Wednesday, January 20, 2010

So. Farewell Then, Bill McLaren

Another voice of our childhoods has been silenced. Bill McLaren, voice of rugby on the BBC, has been called home at the age of eighty-six.

Bill McLaren was old school. He was from the village of Hawick, in Scotland’s rugby heartland. The name means nothing now in the professional age but back in the day the news that the Scots had found yet another raw-boned forward from Hawick was enough to cause the bruises to rise and the teeth to loosen on even the most hardened of men before a ball – or anything else – was kicked at all.

Scotland had a very particular way of playing rugby in the amateur era, a dour, grinding relentlessness that gave way to grudging admiration from vanquished opposition that they pulled it off so well. Sheep farmers’ rugby – a ten man game for strong, muscular men who needn’t have trained at all, having spent all their time on the mountain pulling sheep out of ditches in the freezing, sheeting rain of Scotland. No gym in the world hardens muscle on bone like that sort of work.

McLaren was a schoolteacher. You could tell, listening to him. He loved the great theatres of Twickers and the Parc des Princes of course, but you got the feeling, like a catch in his voice, that he’d be as happy on the back pitch of some school teaching a young lad the skills of the game, and being delighted when the young lad bound properly, or didn’t bash his head off the hooker in the scrums anymore. It was hard not to get the feeling that being true to the traditions and ethos of game meant as much to him as JPR crossing the line in the Arms Park, or Andy Irvine going over at Murrayfield.

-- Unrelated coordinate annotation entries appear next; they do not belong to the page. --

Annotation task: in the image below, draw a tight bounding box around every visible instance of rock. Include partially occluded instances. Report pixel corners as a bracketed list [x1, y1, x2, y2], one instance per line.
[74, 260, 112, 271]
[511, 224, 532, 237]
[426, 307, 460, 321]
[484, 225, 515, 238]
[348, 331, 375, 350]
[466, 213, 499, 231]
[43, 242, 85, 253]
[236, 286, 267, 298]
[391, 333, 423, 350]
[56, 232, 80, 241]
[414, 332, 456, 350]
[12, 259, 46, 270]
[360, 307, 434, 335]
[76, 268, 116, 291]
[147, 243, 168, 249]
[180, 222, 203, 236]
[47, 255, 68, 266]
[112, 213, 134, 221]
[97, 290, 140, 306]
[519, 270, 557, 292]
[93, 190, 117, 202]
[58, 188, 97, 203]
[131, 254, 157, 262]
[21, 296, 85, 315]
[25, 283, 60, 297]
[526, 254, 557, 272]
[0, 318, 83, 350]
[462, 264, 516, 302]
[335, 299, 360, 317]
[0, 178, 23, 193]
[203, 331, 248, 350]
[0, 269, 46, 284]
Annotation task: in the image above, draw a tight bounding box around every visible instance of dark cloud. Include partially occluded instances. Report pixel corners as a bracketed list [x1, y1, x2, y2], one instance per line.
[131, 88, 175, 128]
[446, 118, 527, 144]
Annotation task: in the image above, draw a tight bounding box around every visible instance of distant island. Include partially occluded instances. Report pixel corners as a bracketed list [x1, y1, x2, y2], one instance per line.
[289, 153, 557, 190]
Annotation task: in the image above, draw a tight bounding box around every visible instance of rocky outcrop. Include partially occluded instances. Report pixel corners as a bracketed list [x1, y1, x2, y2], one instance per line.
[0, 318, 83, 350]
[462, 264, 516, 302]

McLaren’s great gift was his perspective. He knew that rugby wasn’t actually a matter of life and death, that it was just a game. The BBC did a documentary about him on his final season – his first assignment that year was Italy v Scotland in Rome. The last time McLaren has been in Italy was fifty years beforehand, when he was there as a Royal Artillery man during the Second World War.

When the war was over, he was on the verge of an international cap when he contracted TB. TB would have done for him were it not for a miracle drug called Streptomycin. After all that, it was easy enough to keep the Calcutta Cup in perspective. Crucial certainly, but by no means serious.

Bill McLaren was old school. That BBC documentary ended with him waltzing around the sitting room with his wife, an old-school courtly pleasured beloved by that most courtly of sports commentators. Bill McLaren was of a generation where men danced with women, didn’t sneer for the sake of sneering and looked on triumph and disaster, treating both imposters just the same. He will be missed, and his like will not be seen again. Ar dheis Dé go raibh a anam Albanach uasal.